Relationship between diet and the risk of chronic diseases

Numerous studies show that up to 70% of chronic diseases may be linked to inadequate eating habits. Factors such as the types of foods consumed and meal frequency have a direct impact on energy, the immune system and metabolic health.

  1. Insulin resistance
    Not exclusive to people with diabetes, insulin resistance can develop from a diet rich in sugars and ultra-processed foods. It is associated with a higher risk of type 2 diabetes, hypertension, abdominal obesity, liver disease, certain cancers and cognitive decline.

  2. Contributing factors
    Factors that may promote insulin resistance include:

  • Excess intake of sugar and refined flour

  • Chronic stress and persistently raised cortisol

  • Exposure to chemicals found in processed foods and packaging

  1. Gut function
    The intestine plays a central role in overall health: it participates in the production of neurotransmitters such as serotonin, regulates immune responses and contributes to energy generation. Disturbances in gut function can have systemic repercussions.
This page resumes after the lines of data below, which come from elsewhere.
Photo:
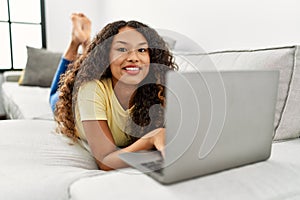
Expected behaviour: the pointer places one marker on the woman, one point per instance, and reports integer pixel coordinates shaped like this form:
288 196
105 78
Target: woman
80 37
112 96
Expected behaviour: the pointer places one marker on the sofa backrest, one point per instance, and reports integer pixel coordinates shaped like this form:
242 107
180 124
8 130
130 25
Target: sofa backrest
285 59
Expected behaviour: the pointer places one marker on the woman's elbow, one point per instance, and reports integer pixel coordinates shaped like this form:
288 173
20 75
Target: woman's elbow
103 166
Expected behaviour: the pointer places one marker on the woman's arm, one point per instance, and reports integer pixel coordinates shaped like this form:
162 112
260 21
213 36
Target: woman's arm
104 149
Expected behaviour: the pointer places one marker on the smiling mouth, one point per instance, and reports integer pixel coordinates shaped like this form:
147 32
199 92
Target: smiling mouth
131 68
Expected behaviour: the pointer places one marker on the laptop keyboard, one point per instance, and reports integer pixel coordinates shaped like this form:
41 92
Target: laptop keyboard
155 166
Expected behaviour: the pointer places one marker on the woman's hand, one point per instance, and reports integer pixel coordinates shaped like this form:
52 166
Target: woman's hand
157 139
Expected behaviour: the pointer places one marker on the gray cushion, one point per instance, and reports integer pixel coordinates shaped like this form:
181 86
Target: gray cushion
287 116
40 67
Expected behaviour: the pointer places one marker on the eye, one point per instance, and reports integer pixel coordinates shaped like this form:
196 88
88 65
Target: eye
122 49
142 50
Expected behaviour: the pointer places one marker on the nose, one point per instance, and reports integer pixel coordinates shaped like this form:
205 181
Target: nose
132 56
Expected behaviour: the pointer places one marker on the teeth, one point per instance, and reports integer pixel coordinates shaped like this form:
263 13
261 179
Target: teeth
132 68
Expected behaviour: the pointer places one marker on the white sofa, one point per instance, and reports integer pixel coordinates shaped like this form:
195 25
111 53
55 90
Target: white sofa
37 163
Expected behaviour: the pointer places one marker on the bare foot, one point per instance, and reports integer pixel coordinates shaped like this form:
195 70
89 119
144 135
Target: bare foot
81 29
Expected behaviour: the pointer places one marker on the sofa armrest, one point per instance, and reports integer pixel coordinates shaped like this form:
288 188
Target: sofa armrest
12 76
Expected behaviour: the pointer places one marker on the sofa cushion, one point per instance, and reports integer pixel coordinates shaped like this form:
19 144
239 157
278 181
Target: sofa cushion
285 59
26 102
276 178
40 67
37 163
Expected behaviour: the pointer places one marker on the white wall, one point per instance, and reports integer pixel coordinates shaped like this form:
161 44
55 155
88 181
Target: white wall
213 24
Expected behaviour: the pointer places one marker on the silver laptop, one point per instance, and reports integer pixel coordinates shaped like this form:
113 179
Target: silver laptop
214 121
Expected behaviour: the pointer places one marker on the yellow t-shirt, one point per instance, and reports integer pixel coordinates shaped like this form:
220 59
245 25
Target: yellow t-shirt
97 101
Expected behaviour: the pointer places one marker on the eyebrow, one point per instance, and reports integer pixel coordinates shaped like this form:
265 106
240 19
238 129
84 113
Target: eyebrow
123 42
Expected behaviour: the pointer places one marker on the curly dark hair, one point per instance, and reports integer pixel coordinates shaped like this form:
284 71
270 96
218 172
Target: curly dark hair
147 101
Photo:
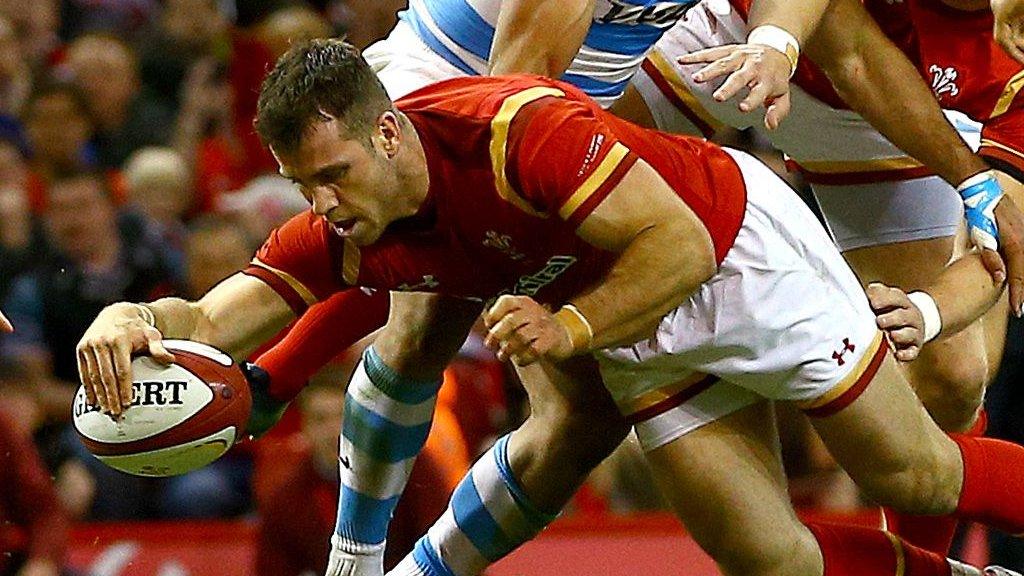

  2. Fibre and the gut microbiota
    Dietary fibre is essential for maintaining a healthy gut microbiota. Low vegetable intake and high sugar consumption can disrupt this balance, leading to inflammation and digestive disorders.
    Recommended fibre sources include:

  • Whole vegetables

  • Whole fruits

  • Fermented foods, nuts and seeds

  1. Relationship between sugar and cancer
    Excess glucose and fructose can alter cellular metabolism, promoting inflammatory processes and abnormal cell proliferation. Areas most frequently affected include the breast, prostate and colon.

  2. Caloric restriction and intermittent fasting
    Approaches such as intermittent fasting or caloric restriction have been shown to activate cellular repair mechanisms like autophagy, supporting metabolic health and longevity.

  3. Healthy fats
    Healthy fats do not raise insulin and are essential for brain function, given that roughly 60% of the brain is composed of fat. Recommended sources:

  • Extra-virgin olive oil

  • Oily fish rich in omega-3

  • Nuts and avocado

  • Clarified butter (ghee)

  1. Informed supplementation
    Before starting supplements, it’s advisable to assess markers such as vitamin D3, insulin and inflammatory markers. Evidence-backed supplements include:

  • Omega-3

  • Vitamin D3

  • B-complex

  • Zinc, selenium and magnesium

  • Probiotics

  1. Taking control of your health
    Changes in diet and lifestyle are effective preventive measures. Keeping to a balanced diet and supporting gut health can improve energy, immunity and quality of life.